La dirigente ha chiesto ai genitori l’ok per un evento con Francesca Vecchioni

LANCIANO. Fa ancora discutere la decisione della dirigente scolastica dell’IIS De Titta-Fermi che ha diffuso una circolare in cui chiedeva esplicitamente agli studenti e alle studentesse di chiedere l’autorizzazione dei genitori per poter organizzare nell’istituto la presentazione del libro di Francesca Vecchioni «T’innamorerai Senza Pensare».
Si tratta del libro in cui la figlia del cantautore Roberto Vecchioni e presidente dell’associazione Diversity, tratta il tema dell’omosessualità femminile e la scelta di vivere quello che si è, essere se stessi.
Il primo a protestare è stato il Collettivo Studentesco perché la presentazione del libro fa parte del progetto «Incontro con l’Autore» che nella scuola si svolge ogni anno e per cui, hanno fatto notare le associazioni degli studenti, «non è mai stato chiesto alcun tipo di permesso».
Ma la dirigente ha voluto fare un’eccezione, motivandola con la preoccupazione che il libro da presentare parli di tematiche che «potrebbero urtare la sensibilità degli studenti».

Adesso ad alzare la voce è Arcigay Chieti: «ci domandiamo che valore didattico possano avere le sue parole verso uno studente o studentessa omosessuale che si chiederà (dovendo riportare in famiglia la circolare) se la propria famiglia possa considerare il suo orientamento sessuale “consono”; quale messaggio di inclusione e accettazione fa passare la scuola? Cosa potrà mai provare uno studente o una studentessa sentendo oggetto di una indagine conoscitiva ostativa il proprio essere e la propria affettività? Indagine che sembra essere però preclusiva dell’incontro con la scrittrice invitata a presentare la propria esperienza di vita attraverso il suo libro.

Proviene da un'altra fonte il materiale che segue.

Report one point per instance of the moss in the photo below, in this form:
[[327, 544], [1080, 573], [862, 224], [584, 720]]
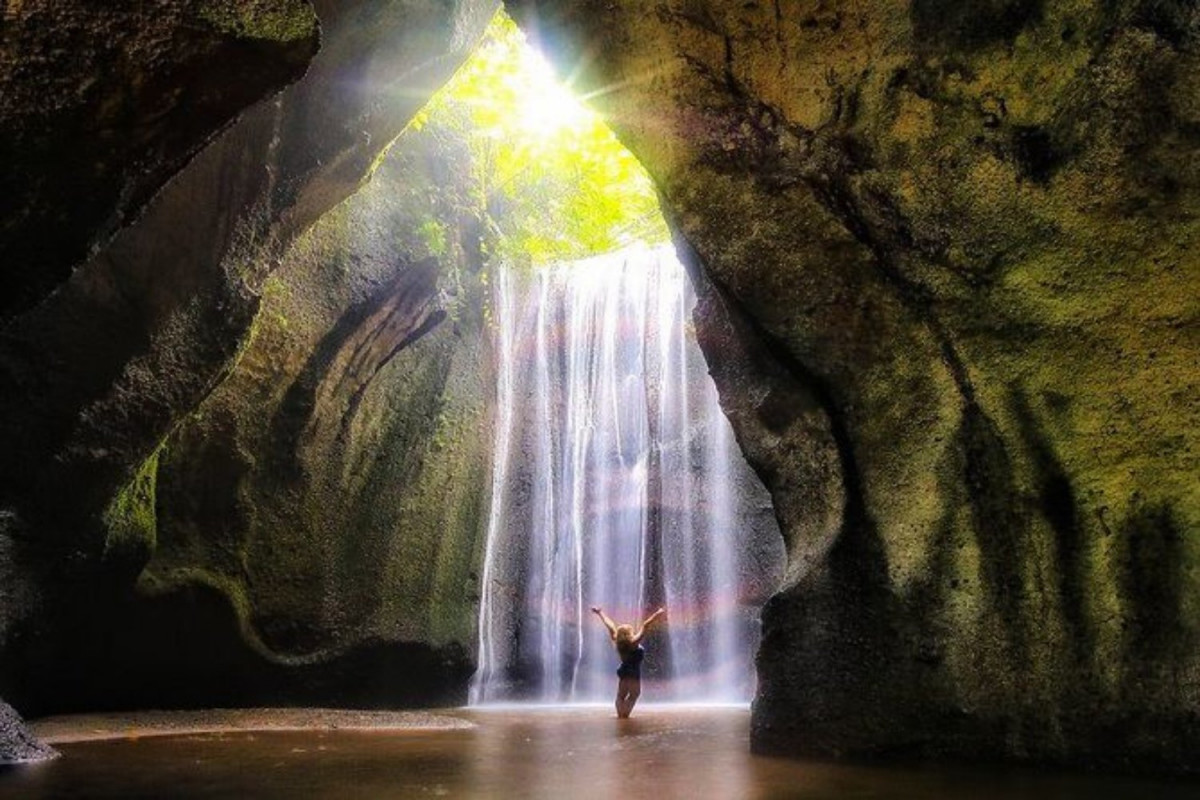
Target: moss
[[277, 20], [131, 519]]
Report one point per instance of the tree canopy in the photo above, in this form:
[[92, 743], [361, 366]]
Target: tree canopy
[[551, 178]]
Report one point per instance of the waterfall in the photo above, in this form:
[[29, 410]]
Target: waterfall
[[617, 483]]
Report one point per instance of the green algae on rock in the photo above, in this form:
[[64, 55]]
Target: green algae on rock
[[967, 240]]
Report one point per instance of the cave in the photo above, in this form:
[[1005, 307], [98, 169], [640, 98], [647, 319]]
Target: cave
[[945, 282]]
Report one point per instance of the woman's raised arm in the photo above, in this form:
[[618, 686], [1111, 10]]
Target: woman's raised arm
[[646, 624], [607, 623]]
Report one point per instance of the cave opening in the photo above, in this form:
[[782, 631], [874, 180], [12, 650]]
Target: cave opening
[[616, 480]]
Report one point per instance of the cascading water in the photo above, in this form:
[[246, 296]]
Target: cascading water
[[617, 483]]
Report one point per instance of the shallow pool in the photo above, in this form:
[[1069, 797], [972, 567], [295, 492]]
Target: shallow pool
[[561, 753]]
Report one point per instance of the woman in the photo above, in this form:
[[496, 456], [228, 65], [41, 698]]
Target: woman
[[629, 648]]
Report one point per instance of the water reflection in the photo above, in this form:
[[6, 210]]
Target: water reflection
[[577, 753]]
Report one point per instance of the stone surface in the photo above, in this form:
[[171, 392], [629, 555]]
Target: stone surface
[[95, 377], [312, 525], [103, 102], [949, 256], [18, 745]]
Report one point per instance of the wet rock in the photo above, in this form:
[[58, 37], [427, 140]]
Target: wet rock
[[943, 294], [17, 744]]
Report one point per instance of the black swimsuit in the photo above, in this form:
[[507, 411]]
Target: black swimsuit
[[631, 663]]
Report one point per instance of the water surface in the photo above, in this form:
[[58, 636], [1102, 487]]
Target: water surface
[[562, 753]]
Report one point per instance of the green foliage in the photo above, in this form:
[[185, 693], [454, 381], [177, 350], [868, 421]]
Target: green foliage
[[131, 521], [549, 175]]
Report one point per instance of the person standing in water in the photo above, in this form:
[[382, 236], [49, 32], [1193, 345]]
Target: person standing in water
[[629, 647]]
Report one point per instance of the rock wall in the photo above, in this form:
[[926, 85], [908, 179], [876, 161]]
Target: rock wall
[[948, 258], [103, 102], [315, 519], [95, 377]]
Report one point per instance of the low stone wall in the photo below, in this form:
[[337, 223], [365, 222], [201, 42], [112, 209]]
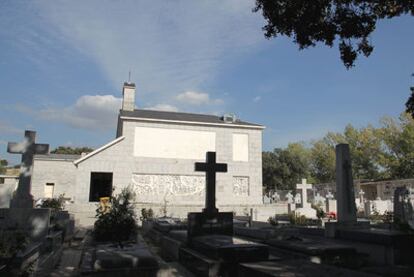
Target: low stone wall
[[85, 213]]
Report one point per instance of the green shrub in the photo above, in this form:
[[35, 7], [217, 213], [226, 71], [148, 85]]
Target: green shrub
[[56, 204], [119, 223], [296, 219], [273, 221], [146, 214]]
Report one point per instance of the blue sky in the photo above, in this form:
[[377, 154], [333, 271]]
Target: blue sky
[[63, 64]]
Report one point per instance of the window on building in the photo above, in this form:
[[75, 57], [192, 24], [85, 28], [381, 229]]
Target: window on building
[[49, 188], [100, 186], [241, 147]]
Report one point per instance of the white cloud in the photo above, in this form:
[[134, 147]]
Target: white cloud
[[92, 112], [163, 107], [192, 97], [168, 45], [6, 128], [197, 98]]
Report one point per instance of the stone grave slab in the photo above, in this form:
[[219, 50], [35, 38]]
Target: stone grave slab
[[110, 260], [230, 249], [296, 268], [34, 221], [167, 224], [199, 264], [313, 246], [200, 224], [255, 232], [171, 244], [28, 257]]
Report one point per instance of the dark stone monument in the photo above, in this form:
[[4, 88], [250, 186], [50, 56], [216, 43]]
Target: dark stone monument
[[28, 148], [212, 247], [21, 213], [210, 221]]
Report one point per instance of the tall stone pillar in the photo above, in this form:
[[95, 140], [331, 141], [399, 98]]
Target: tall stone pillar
[[345, 196]]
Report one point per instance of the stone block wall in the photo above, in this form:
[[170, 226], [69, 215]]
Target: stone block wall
[[62, 173], [119, 159]]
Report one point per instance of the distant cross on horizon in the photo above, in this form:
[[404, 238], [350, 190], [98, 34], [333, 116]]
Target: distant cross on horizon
[[28, 148], [211, 168], [304, 186]]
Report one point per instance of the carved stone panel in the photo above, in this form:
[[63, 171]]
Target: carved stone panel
[[241, 185], [180, 189]]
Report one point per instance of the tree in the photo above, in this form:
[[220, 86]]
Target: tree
[[366, 151], [70, 150], [284, 168], [327, 21], [322, 165], [398, 139], [409, 105]]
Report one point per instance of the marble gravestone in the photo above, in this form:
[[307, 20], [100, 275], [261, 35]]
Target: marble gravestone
[[211, 232], [306, 209], [28, 148], [345, 195], [403, 207], [21, 213], [210, 221]]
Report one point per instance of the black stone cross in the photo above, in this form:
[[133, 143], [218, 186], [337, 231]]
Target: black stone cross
[[28, 148], [210, 167]]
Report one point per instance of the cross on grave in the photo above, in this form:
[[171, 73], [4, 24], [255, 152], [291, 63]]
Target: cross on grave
[[28, 148], [361, 196], [211, 168], [304, 187]]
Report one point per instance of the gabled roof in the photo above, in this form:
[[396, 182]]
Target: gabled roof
[[204, 119], [63, 157], [98, 150]]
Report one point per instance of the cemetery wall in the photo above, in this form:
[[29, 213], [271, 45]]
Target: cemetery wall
[[8, 185], [85, 213]]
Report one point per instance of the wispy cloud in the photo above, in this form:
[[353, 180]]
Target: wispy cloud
[[257, 99], [8, 129], [170, 46], [91, 112], [197, 98]]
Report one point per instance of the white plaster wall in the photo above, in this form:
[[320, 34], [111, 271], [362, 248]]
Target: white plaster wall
[[172, 143], [120, 160], [60, 172], [241, 147]]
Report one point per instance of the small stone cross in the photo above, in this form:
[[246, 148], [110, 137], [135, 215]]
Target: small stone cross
[[329, 195], [28, 148], [304, 187], [211, 167]]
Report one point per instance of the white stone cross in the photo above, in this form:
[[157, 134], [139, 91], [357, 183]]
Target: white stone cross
[[361, 195], [289, 198], [329, 195], [304, 187], [28, 148]]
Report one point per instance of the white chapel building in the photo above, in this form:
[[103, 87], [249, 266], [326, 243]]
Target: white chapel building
[[154, 153]]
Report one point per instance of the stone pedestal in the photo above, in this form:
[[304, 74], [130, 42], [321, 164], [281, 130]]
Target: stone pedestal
[[201, 224], [345, 195], [34, 221]]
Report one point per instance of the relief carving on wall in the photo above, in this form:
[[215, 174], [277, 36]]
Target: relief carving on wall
[[241, 186], [156, 188]]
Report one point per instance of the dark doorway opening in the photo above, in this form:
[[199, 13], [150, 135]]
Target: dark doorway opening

Davvero la preside pensa che tutti gli omosessuali possano tranquillamente continuare a sentirsi oggetto di “tematica controversa” e a dover incassare qualsiasi “opinione” sul loro conto? Se le istituzioni scolastiche, attraverso i propri rappresentanti, non sono i primi ad essere inclusivi e se considerano l’accettazione della omosessualità una “opinione” che possa turbare qualcuno, riteniamo che sono davvero pochi i passi avanti che questa società potrà fare».
L’Arcigay si domanda anche che cosa succederà se la maggior parte delle famiglie riterrà non consono questo appuntamento: «l’incontro probabilmente sarà annullato (non si capisce altrimenti l’utilità della richiesta della preside) e la scuola a questo punto avrà fallito il suo intento educativo e di apertura. Per evitare lamentele e probabili contestazioni da parte delle famiglie più tradizionaliste, l’istituzione scolastica sta rinunciando al proprio ruolo educativo delegando alcune scelte “scomode”, creando nel contempo un pericoloso precedente. Quali strumenti avranno a questo punto gli studenti per comprendere appieno la complessità della nostra società? Questo vuole fare la scuola? Vuole lasciare i ragazzi in balia di omofobia e “opinioni” che riguardano la parte più profonda del proprio essere?»